Consider the map: $$ \alpha(t) = \left\{ \begin{array}{ll} (t,0,e^{-1/t^2}) & t>0 \\ (t,e^{-1/t^2},0) & t<0 \\ (0,0,0) & t=0 \end{array} \right. $$
a. Prove that $\alpha$ is a differentiable curve
b. Prove that $\alpha$ is regular for all $t$.
This question is out of an old textbook, Riemannian Geometry of Curves and Surfaces, 1976. I believe the question is incorrect based on the definitions. As written, that curve is neither differentiable nor regular.
Could I get some justification of this and the statements of definitions from other sources? Thanks.
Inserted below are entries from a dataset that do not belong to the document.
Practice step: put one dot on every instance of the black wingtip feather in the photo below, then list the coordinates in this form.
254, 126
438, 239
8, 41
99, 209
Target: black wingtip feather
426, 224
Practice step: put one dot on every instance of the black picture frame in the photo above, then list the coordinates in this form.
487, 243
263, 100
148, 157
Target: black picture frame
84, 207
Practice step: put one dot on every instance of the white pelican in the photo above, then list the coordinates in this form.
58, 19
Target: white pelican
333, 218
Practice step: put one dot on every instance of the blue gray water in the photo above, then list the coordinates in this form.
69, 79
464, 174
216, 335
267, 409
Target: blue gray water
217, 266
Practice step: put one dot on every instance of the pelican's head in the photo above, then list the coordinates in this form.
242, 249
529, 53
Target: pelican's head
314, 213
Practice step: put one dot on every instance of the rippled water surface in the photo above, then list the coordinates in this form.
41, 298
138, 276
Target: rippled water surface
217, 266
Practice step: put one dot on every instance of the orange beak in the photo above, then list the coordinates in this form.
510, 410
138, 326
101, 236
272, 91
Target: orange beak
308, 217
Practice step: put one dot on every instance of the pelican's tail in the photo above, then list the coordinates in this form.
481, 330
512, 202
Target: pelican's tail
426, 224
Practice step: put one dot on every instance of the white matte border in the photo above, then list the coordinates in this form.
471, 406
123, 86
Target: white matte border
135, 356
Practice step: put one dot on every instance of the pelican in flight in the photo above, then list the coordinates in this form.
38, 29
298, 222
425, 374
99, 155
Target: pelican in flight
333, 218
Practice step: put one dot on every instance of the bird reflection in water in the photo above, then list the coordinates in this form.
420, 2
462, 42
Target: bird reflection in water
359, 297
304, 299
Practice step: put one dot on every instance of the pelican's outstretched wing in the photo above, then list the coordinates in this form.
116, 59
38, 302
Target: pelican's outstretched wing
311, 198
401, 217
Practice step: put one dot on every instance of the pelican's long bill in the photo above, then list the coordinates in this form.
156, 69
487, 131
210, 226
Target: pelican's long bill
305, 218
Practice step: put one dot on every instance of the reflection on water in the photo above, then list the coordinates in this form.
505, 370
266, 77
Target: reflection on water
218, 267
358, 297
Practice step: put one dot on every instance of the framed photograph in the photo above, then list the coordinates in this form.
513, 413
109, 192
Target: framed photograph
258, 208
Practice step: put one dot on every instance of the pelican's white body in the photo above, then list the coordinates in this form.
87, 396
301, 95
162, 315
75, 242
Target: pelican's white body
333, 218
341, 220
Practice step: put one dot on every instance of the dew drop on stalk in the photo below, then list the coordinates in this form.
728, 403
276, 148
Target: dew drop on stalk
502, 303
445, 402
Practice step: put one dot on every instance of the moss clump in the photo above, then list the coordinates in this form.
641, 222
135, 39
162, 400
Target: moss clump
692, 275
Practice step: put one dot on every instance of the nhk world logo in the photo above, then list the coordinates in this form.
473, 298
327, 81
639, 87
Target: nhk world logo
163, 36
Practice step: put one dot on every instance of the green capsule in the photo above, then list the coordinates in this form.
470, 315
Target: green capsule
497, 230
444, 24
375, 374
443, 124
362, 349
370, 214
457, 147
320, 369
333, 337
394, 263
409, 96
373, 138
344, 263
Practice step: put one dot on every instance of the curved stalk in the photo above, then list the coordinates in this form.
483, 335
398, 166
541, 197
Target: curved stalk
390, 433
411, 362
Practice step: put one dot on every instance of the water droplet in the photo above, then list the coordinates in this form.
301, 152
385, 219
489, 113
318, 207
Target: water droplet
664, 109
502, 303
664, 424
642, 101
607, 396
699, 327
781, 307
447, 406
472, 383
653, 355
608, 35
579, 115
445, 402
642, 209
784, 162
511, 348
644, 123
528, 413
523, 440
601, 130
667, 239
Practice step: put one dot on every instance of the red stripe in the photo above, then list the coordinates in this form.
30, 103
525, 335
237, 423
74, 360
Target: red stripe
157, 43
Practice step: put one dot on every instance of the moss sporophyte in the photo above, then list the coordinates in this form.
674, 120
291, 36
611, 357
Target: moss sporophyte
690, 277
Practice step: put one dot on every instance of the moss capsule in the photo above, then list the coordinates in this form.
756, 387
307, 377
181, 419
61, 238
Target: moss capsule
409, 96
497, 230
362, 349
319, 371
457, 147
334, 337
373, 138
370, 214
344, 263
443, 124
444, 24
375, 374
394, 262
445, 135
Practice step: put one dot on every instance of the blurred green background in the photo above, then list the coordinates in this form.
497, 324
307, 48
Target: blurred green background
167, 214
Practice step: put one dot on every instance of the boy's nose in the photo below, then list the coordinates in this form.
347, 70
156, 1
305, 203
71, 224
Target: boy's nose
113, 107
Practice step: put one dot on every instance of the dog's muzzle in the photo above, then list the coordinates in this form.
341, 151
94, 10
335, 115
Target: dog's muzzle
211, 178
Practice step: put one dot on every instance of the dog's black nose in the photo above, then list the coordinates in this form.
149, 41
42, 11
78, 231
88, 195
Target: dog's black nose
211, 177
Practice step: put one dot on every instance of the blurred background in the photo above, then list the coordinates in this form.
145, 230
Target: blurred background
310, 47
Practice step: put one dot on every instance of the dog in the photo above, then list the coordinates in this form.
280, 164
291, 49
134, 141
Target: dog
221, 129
Denoting $\alpha=(\alpha_1,\alpha_2,\alpha_3)$, you have:
$\forall t\in\mathbb{R}, \alpha_1(t)=t$;
$\alpha_2(t)=e^{-t^2/2} \ \ \textrm{if} \ \ t<0$ else $\alpha_2(t)=0$;
$\alpha_3(t)=e^{-t^2/2} \ \ \textrm{if} \ \ t>0$ else $\alpha_3(t)=0$.
It is a well-known fact that $\alpha_2$ and $\alpha_3$ are smooth.
The first component $\alpha_1$ is clearly smooth and its derivative is $\alpha_1'\equiv 1$. It follows that $\alpha$ is a smooth curve and that its derivative $\alpha'$ does not vanish. The second statement means that $\alpha$ is regular.